Подъезжая к границе, я много раз готов был повернуть назад, но, переехав ее, оставил все колебания позади и быстро покатил в Будапешт. Именно в этот день, когда я мчался по залитой солнечным светом дороге, они и арестовали Алекса.
Первым, кого я увидел в гостинице "Дуна", был Амбрус. Он встретил меня очень тепло и, прежде чем я успел поставить на пол чемоданы, предложил поехать в гости к своим дедушке и бабушке, которые жили на одном из тихих и живописных дунайских островов. "Они будут рады с вами познакомиться", заверил Амбрус.

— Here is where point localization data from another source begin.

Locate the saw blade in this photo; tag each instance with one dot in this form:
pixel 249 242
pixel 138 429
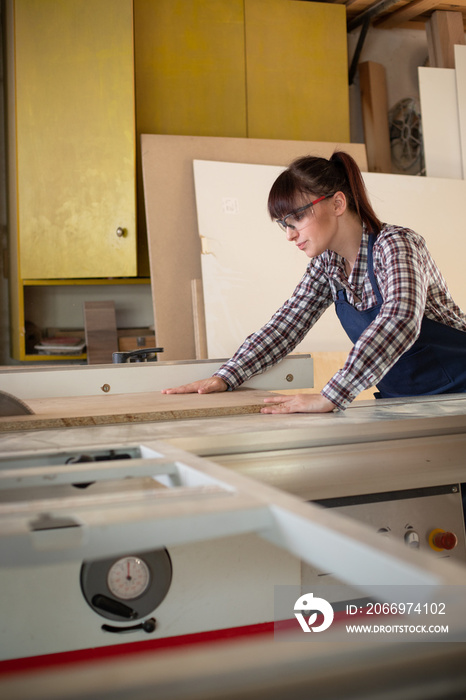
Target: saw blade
pixel 12 406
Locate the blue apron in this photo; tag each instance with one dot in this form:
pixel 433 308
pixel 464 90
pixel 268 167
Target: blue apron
pixel 434 364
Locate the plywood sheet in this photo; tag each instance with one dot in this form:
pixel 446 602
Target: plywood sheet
pixel 81 411
pixel 440 122
pixel 250 269
pixel 174 245
pixel 460 73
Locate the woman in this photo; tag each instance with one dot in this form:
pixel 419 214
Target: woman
pixel 409 336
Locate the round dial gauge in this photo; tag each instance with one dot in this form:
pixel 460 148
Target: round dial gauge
pixel 128 578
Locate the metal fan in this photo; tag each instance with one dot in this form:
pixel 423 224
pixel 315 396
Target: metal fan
pixel 406 135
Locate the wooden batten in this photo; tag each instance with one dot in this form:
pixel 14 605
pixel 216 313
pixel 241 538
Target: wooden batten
pixel 374 105
pixel 444 30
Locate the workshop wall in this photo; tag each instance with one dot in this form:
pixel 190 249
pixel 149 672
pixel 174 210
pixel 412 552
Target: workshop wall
pixel 401 51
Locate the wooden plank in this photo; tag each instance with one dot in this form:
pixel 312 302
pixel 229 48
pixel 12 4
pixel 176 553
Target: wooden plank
pixel 444 30
pixel 440 124
pixel 200 334
pixel 79 411
pixel 174 246
pixel 100 331
pixel 374 105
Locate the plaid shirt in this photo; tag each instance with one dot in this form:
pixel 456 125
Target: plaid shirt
pixel 411 286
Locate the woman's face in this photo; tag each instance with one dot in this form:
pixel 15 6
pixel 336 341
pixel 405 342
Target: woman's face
pixel 311 226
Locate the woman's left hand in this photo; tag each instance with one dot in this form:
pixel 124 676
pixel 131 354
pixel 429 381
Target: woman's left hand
pixel 298 403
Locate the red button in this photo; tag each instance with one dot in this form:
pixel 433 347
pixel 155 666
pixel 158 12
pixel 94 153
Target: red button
pixel 445 540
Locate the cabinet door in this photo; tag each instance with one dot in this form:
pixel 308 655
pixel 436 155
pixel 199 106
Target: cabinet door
pixel 75 138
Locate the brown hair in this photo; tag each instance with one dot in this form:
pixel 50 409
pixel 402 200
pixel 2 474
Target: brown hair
pixel 319 176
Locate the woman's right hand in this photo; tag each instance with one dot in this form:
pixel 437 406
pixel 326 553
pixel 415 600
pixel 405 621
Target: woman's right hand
pixel 202 386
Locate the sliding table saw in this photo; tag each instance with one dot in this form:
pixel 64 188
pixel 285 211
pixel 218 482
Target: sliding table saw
pixel 176 521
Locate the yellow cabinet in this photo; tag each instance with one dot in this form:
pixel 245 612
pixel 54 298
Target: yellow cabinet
pixel 75 138
pixel 71 146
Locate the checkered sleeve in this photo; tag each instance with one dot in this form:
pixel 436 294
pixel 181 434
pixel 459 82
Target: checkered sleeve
pixel 401 263
pixel 284 331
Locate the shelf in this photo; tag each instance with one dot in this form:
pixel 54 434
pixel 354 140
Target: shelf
pixel 86 281
pixel 54 358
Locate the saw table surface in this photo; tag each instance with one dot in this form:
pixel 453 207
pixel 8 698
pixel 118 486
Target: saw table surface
pixel 109 409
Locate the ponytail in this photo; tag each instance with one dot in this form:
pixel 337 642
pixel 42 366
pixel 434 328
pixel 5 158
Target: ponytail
pixel 356 184
pixel 319 177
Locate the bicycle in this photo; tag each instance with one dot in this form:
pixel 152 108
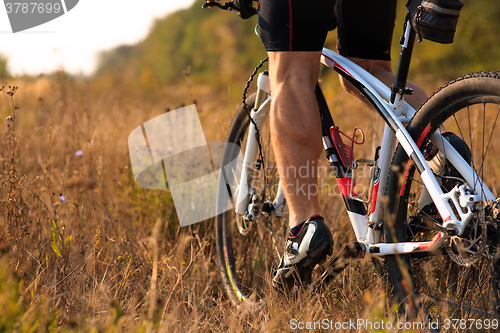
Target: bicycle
pixel 441 213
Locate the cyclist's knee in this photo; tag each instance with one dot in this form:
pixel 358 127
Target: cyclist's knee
pixel 294 67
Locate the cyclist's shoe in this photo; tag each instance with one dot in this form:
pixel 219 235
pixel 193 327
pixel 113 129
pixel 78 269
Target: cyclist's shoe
pixel 302 253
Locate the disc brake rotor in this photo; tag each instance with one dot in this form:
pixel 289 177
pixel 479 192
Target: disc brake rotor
pixel 465 250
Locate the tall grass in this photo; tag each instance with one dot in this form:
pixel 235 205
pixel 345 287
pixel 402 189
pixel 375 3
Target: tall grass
pixel 83 248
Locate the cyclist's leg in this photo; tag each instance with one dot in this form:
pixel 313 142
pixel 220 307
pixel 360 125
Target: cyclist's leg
pixel 295 123
pixel 293 32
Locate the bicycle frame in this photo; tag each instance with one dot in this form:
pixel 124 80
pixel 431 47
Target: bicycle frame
pixel 390 105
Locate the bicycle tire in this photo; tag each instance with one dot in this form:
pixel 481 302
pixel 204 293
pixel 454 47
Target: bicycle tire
pixel 246 261
pixel 461 106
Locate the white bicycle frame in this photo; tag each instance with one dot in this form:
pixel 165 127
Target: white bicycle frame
pixel 395 115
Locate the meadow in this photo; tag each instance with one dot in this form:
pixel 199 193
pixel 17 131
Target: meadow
pixel 84 249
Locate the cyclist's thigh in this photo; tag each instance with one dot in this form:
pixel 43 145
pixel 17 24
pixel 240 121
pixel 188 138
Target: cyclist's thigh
pixel 295 25
pixel 365 27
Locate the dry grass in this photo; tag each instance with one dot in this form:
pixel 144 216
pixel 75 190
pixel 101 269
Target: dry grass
pixel 85 249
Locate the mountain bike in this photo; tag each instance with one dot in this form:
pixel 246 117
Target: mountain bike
pixel 431 210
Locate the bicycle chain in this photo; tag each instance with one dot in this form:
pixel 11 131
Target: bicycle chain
pixel 246 107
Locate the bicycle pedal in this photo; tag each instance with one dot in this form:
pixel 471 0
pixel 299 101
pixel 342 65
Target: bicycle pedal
pixel 354 250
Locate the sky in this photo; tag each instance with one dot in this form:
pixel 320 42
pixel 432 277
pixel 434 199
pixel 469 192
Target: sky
pixel 73 40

Мне не улыбалась мысль о посещениях тихих островов: я сказал, что все будет зависеть от графика моих деловых встреч. Однако Амбрус знал, что на следующий день никаких встреч у меня не предвиделось, и предложил поехать в десять утра. Я согласился: "Очень хорошо - значит, в десять". Рано утром я позвонил знакомому бизнесмену - ив десять часов мог в полном соответствии с действительностью сказать Амбрусу, что у меня появились дела и поездку придется отложить.
В два часа дня я вернулся в гостиницу и, снова наткнувшись на Амбруса, пригласил его пообедать со мной.
- Есть одно очень хорошее место, где можно пообедать: у паромной станции, - предложил он. - А потом мы поедем к моим дедушке с бабушкой.
- Отлично, так и сделаем, - ответил я. - Правда, не знаю, будет ли у меня время поехать в гости к вашим дедушке и бабушке. Мы решим это после обеда.
Я посадил его в свою машину. В безлюдном месте за городом он показал мне на узкую, спускающуюся к реке дорогу, сквозь деревья был виден какой-то старый дом - и никакого парома. Я затормозил, сказав, что на этих ухабах можно повредить машину. Амбрус вышел и принялся кричать что-то по-венгерски. На мой вопрос, к кому обращены эти крики, ответил, что зовет паромщика. Вскоре из-за деревьев появился какой-то старик. Между ним и Амбрусом завязалась беседа, а я тем временем развер нул машину в сторону главной дороги. Когда Амбрус подошел ко мне, я заявил, что мы потеряли слишком много времени и лучше пообедать в городе.